È isolato il lavoro, accerchiato. La jobless economy è il nuovo mantra industriale. Ma non è
vero che possono fare a meno del lavoro per produrre. Vogliono solo fare a meno dei
lavoratori.
Io, Marchionne vorrei vederlo qui, nella piazza di Rosarno, vestito ammodo come le
persone per bene e non col suo cazzo di maglioncino, stretto come me fra Pellizza da
Volpedo e le facce dei lavoratori che raccolgono le arance. È un pensiero incongruo, mi
rendo subito conto. Lui è un global manager, uno che viaggia fra Chicago e Torino, che
tratta fra Detroit e Mirafiori, che si muove sulle Borse mondiali, fra fondi sovrani e hedge
fund. Che c’entrerà mai un manager del XXI secolo con le facce antiche del lavoro, che
c’entrerà mai il sistema Ergo-UAS con le braccia che intirizziscono nell’umido che si
smangia le ossa? È un pensiero fuori luogo e fuori tempo. O forse, no.
«Pisciano dappertutto» – dichiara un vecchio su una panchina di Rosarno, per definire la
distanza tra il suo mondo e il loro. «Le soluzioni ergonomiche migliorative permettono di
fruire di due pause di 10 minuti ciascuna in modo collettivo o individuale a scorrimento»

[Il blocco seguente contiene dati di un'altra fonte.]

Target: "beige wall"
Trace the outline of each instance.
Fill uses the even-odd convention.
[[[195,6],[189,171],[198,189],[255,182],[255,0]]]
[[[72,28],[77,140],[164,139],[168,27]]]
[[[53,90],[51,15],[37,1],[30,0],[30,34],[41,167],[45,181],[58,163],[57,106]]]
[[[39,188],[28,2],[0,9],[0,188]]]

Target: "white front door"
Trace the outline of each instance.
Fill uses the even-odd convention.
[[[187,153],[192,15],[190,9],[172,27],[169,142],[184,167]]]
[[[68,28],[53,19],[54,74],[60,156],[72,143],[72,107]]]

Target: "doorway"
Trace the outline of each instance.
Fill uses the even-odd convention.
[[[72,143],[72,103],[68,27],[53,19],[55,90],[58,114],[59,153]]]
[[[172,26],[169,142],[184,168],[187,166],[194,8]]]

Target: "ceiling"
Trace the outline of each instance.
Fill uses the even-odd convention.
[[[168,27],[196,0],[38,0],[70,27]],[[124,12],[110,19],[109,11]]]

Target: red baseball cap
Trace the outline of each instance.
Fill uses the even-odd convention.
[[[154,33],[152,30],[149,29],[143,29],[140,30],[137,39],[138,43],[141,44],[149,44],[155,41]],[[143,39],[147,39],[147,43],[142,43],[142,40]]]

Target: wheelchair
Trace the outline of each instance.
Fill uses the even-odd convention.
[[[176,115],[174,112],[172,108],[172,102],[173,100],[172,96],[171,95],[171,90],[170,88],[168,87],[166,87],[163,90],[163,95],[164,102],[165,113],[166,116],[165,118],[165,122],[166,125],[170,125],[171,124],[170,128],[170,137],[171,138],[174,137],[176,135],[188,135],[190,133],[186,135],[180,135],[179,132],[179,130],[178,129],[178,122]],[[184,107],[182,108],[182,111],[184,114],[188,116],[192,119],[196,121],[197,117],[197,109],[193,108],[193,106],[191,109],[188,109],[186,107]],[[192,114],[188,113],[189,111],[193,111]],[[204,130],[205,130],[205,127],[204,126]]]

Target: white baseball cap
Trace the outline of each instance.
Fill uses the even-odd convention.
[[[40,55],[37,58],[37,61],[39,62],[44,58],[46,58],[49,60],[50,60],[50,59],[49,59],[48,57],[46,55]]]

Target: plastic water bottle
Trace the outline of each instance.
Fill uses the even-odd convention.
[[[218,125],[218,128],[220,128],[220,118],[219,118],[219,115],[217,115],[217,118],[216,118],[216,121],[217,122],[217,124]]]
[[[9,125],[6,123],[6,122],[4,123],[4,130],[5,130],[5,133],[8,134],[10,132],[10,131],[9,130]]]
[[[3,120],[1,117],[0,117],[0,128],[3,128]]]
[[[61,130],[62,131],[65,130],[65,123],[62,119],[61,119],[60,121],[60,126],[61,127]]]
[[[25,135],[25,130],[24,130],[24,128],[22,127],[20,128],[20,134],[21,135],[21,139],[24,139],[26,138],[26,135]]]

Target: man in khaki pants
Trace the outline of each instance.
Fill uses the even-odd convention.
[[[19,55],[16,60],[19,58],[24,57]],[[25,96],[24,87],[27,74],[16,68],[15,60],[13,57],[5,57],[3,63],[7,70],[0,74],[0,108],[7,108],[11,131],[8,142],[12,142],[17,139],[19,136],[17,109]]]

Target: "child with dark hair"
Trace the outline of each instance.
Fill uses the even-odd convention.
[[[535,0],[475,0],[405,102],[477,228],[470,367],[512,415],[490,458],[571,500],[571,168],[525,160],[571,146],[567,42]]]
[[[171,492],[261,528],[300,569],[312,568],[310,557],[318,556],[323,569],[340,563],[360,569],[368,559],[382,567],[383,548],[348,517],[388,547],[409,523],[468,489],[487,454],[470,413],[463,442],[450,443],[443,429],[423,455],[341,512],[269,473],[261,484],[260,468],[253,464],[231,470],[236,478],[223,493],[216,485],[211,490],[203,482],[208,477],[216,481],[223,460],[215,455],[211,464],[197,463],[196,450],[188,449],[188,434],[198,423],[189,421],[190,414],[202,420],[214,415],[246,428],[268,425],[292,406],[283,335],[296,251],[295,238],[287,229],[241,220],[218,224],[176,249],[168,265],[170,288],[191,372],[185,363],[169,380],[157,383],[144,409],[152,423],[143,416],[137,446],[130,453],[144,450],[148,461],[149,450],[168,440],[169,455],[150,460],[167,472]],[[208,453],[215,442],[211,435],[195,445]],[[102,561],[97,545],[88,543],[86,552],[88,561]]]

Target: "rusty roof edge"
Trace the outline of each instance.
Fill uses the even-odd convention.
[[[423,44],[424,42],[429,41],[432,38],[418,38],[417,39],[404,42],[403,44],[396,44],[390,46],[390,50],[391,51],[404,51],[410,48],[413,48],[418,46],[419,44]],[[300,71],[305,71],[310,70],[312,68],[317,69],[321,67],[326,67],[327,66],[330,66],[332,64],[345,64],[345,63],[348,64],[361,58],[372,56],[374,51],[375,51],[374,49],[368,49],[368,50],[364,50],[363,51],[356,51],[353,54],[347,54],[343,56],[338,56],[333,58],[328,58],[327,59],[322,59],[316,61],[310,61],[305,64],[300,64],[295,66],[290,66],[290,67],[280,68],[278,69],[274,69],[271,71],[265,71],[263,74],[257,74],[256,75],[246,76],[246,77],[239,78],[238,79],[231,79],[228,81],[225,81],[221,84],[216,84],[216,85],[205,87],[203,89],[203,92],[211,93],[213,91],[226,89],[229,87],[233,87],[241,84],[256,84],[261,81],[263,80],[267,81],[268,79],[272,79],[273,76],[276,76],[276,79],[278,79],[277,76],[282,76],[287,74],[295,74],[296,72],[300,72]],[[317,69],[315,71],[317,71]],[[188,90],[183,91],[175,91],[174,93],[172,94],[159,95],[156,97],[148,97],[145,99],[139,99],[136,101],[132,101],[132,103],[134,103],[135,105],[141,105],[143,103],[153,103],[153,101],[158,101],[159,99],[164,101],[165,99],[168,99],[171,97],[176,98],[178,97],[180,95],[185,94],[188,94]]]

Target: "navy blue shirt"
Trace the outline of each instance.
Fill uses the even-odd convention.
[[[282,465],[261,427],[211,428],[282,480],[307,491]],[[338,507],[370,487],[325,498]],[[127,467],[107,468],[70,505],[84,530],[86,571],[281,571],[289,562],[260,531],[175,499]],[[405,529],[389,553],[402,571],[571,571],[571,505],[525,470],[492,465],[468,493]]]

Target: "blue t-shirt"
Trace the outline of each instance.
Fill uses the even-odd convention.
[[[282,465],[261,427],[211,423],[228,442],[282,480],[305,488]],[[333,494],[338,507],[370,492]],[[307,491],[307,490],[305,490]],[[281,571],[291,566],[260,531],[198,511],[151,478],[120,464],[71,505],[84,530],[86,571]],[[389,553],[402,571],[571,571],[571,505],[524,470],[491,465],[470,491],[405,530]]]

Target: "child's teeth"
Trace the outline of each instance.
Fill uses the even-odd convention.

– recita il testo dell’accordo di Mirafiori. Ecco, si dovrebbe proporre ai lavoratori delle
arance di pisciare a scorrimento, a trazione meccanizzata, a scocca continua e non così, a
casaccio, quando viene. Potrebbero fare un referendum, negli aranceti, con il vincolo del
51 per cento.
Chi l’avrebbe detto che la «clausola di responsabilità» che il capitale italiano chiede al
lavoro italiano non stia nella compartecipazione agli utili, nel coinvolgimento alla
progettazione, al design, ai modelli da immettere sul mercato, alla qualità della meccanica
e dei motori – come accade con i sindacati tedeschi e americani –, ma nella frequenza e
durata delle pause per le pisciate?
«È una cruciale evoluzione. Di riffa o di raffa, alla fine, è sempre a Torino che cominciano
le cose… » – dichiara in un’intervista lo scrittore Carlo Fruttero, chiacchierando ineffabile
di questi momenti della Fiat. Avanti Savoia!
Eppure, bastava guardare a Rosarno. E a Torino non è mai cominciato niente di italiano –
né l’unità né il boom dell’automobile –, di significativo, senza Rosarno. Di riffa o di raffa.